CREATE CLUSTERED INDEX [CX_1] ON [#Example]
(
    [UniqueID] ASC
)


SET NOCOUNT ON

--Populate some test data
DECLARE @i INT = 0, @j INT = 5, @UniqueDate DATETIME, @GroupDate DATETIME

WHILE @i < 10000
BEGIN

    IF((@i + @j)%173 = 0)
    BEGIN
        SET @UniqueDate = GETDATE()+@i+5
    END
    ELSE
    BEGIN
        SET @UniqueDate = GETDATE()+@i
    END

    SET @GroupDate = GETDATE()+(@j-1)

    INSERT INTO #Example (GroupID, GroupDate, UniqueDate)
    VALUES (@j, @GroupDate, @UniqueDate)

    SET @i = @i + 1

    IF (@i % 5 = 0)
    BEGIN
        SET @j = @j+5
    END
END
SET NOCOUNT OFF

CREATE NONCLUSTERED INDEX [IX_2_4_3] ON [#Example]
(
    [GroupID] ASC,
    [UniqueDate] ASC,
    [GroupDate] ASC
)
INCLUDE ([UniqueID])

-- Identify any UniqueDates that are greater than the GroupDate within their GroupID
SELECT UniqueID
     , GroupID
     , GroupDate
     , UniqueDate
FROM (
    SELECT UniqueID
         , GroupID
         , GroupDate
         , UniqueDate
         , MAX(UniqueDate) OVER (PARTITION BY GroupID) AS maxUniqueDate
    FROM #Example
    ) calc_maxUD
WHERE maxUniqueDate > GroupDate
    AND maxUniqueDate = UniqueDate

DROP TABLE #Example

dbfiddle here

Best Answer

I'm assuming there's no index, as you haven't provided any.

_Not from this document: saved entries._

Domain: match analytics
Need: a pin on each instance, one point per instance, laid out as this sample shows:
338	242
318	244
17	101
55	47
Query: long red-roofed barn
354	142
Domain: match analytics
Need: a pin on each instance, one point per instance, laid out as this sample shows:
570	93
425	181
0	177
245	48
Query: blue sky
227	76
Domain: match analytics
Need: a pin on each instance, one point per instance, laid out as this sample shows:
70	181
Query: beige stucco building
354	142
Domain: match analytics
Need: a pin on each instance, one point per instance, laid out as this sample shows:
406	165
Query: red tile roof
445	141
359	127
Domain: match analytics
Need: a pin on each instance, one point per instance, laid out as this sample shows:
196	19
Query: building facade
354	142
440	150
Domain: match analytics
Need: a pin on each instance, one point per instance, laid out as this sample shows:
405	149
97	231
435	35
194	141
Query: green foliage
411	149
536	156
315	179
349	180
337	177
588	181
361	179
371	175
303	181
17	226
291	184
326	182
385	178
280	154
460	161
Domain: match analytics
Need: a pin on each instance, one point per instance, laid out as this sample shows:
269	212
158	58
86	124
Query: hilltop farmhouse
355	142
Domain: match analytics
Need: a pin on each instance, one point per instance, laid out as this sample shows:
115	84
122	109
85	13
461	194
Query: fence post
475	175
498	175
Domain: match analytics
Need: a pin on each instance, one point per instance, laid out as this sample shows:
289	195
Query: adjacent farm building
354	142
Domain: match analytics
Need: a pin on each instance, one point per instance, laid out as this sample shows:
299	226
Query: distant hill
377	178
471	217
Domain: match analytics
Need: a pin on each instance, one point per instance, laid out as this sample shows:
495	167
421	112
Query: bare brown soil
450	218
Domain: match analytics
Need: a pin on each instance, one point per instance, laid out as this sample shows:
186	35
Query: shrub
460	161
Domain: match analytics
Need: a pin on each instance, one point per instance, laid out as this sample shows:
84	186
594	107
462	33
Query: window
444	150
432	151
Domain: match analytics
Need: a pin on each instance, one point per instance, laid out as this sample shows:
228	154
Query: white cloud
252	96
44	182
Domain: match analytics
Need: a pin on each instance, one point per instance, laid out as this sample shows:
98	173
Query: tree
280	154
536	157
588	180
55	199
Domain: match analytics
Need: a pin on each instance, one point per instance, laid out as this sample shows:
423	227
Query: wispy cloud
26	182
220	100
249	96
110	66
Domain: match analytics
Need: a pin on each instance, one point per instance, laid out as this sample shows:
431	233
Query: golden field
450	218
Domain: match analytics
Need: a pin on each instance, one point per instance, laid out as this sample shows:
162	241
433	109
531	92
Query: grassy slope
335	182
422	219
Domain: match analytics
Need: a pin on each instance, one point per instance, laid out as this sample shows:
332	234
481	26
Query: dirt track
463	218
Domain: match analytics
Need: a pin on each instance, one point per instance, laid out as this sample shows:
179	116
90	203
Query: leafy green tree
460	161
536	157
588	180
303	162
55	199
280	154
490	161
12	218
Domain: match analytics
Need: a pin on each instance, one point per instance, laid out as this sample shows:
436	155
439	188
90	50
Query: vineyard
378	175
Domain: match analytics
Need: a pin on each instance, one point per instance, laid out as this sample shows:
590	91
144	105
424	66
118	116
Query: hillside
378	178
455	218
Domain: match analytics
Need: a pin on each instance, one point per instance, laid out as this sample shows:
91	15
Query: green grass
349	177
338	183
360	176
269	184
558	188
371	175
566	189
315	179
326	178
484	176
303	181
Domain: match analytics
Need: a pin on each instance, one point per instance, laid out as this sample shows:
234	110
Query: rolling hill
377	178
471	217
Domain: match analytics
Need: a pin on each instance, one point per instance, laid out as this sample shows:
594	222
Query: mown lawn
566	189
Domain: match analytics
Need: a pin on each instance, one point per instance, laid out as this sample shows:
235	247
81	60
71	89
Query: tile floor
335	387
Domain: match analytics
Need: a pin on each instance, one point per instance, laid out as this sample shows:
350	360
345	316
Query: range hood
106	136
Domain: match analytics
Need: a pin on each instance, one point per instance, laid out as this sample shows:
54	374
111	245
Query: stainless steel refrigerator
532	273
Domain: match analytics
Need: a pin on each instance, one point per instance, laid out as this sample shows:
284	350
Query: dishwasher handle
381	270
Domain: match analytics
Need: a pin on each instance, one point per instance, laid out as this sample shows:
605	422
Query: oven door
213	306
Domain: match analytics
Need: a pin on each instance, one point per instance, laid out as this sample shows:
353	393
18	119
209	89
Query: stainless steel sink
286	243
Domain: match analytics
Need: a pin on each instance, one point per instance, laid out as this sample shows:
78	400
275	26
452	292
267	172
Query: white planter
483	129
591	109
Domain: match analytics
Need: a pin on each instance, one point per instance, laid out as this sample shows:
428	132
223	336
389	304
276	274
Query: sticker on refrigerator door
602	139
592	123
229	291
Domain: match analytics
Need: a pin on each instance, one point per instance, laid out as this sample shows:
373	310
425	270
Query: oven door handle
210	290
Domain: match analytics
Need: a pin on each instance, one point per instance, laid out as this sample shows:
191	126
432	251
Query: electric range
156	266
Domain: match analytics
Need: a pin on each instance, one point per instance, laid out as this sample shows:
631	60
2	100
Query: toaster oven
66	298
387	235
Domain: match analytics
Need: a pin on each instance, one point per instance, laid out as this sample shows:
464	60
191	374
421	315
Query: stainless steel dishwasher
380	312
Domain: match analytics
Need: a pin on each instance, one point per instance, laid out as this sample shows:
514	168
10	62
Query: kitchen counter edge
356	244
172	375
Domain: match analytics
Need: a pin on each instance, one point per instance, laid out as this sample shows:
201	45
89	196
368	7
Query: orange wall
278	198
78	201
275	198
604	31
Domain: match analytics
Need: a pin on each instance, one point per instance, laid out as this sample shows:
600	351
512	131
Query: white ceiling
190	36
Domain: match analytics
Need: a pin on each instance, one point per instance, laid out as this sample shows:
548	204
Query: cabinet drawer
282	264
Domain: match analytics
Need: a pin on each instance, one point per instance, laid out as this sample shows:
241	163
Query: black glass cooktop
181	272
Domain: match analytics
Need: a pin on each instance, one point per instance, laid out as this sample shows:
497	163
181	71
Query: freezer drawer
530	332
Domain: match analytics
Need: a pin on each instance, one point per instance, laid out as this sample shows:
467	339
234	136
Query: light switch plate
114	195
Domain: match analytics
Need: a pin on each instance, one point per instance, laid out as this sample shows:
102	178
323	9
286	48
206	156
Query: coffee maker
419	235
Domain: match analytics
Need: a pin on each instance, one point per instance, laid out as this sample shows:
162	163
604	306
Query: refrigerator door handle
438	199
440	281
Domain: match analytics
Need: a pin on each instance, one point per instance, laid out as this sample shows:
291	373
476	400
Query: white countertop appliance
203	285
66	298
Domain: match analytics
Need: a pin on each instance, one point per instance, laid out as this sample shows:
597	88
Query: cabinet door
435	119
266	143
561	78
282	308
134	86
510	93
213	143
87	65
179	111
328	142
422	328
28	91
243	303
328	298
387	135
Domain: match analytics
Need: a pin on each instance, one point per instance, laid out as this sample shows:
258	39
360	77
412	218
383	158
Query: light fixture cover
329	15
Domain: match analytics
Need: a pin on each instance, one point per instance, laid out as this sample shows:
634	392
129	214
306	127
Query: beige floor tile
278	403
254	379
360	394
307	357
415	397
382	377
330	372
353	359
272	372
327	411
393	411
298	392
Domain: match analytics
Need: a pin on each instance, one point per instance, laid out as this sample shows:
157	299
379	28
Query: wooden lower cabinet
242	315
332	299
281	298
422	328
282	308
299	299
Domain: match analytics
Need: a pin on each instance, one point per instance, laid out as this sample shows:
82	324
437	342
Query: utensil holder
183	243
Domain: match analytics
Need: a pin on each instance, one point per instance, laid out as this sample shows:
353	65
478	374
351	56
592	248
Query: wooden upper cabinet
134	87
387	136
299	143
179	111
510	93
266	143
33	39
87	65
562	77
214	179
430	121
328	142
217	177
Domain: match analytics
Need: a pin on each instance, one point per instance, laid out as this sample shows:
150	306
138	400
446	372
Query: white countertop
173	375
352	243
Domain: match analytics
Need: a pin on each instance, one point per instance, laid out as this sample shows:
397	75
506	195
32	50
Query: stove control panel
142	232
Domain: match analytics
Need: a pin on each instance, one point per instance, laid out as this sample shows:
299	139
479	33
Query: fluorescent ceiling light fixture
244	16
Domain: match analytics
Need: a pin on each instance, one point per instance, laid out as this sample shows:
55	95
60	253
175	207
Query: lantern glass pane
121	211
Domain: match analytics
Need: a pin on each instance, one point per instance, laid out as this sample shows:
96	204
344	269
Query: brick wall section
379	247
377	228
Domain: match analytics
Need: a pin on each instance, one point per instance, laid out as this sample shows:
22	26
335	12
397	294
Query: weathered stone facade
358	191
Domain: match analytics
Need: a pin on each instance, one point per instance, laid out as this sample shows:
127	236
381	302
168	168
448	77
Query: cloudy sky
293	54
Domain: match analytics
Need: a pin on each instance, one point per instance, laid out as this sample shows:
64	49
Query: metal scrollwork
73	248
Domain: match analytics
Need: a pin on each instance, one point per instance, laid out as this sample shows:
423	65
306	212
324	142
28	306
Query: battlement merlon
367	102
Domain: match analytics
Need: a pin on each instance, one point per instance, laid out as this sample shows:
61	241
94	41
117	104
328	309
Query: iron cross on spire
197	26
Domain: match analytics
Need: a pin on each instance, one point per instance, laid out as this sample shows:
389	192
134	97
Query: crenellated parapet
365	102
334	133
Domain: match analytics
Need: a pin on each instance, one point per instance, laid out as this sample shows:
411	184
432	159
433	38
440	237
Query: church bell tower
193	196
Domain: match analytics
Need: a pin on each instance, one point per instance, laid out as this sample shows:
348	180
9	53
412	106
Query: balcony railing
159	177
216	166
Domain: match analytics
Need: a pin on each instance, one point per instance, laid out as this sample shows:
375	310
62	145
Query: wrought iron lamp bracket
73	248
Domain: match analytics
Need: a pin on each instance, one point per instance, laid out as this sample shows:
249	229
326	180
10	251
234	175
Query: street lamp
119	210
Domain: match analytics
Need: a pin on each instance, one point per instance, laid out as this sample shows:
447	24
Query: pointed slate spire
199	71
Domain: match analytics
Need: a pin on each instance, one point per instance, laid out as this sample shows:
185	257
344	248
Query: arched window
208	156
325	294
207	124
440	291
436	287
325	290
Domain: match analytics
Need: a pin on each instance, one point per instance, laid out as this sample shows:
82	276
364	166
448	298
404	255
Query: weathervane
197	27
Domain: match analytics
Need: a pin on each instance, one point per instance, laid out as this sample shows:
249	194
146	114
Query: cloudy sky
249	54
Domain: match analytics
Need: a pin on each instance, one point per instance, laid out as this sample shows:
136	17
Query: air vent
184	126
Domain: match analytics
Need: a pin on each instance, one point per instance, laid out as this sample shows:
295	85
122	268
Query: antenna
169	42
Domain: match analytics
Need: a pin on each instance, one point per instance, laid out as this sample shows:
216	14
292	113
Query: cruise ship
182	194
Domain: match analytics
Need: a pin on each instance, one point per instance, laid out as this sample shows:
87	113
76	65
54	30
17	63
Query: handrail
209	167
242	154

Right off the bat, the following index will eliminate a Sort operator in your plan, which would otherwise potentially consume a lot of memory:

CREATE INDEX IX ON #Example (GroupID, UniqueDate) INCLUDE (UniqueID, GroupDate);

The subquery isn't a performance problem in this case. If anything, I would look at ways to eliminate the window function (MAX... OVER) to avoid the Nested Loop and Table Spool construct.

With the same index, the following query may at first glance look less efficient, and it does go from two to three scans on the base table, but it eliminates a huge number of reads internally because it lacks Spool operators. I'm guessing that it'll still perform better, particularly if you have enough CPU cores and IO performance on your server:

SELECT e.UniqueID
     , e.GroupID
     , e.GroupDate
     , e.UniqueDate
FROM (
    SELECT GroupID, MAX(UniqueDate) AS maxUniqueDate
    FROM #Example
    GROUP BY GroupID) AS agg
INNER JOIN #Example AS e ON agg.GroupID=e.GroupID
WHERE agg.maxUniqueDate > e.GroupDate
    AND agg.maxUniqueDate = e.UniqueDate
OPTION (MERGE JOIN);

(Note: I added a MERGE JOIN query hint, but this should probably happen automatically if your statistics are in order. Best practice is to leave hints like these out if you can.)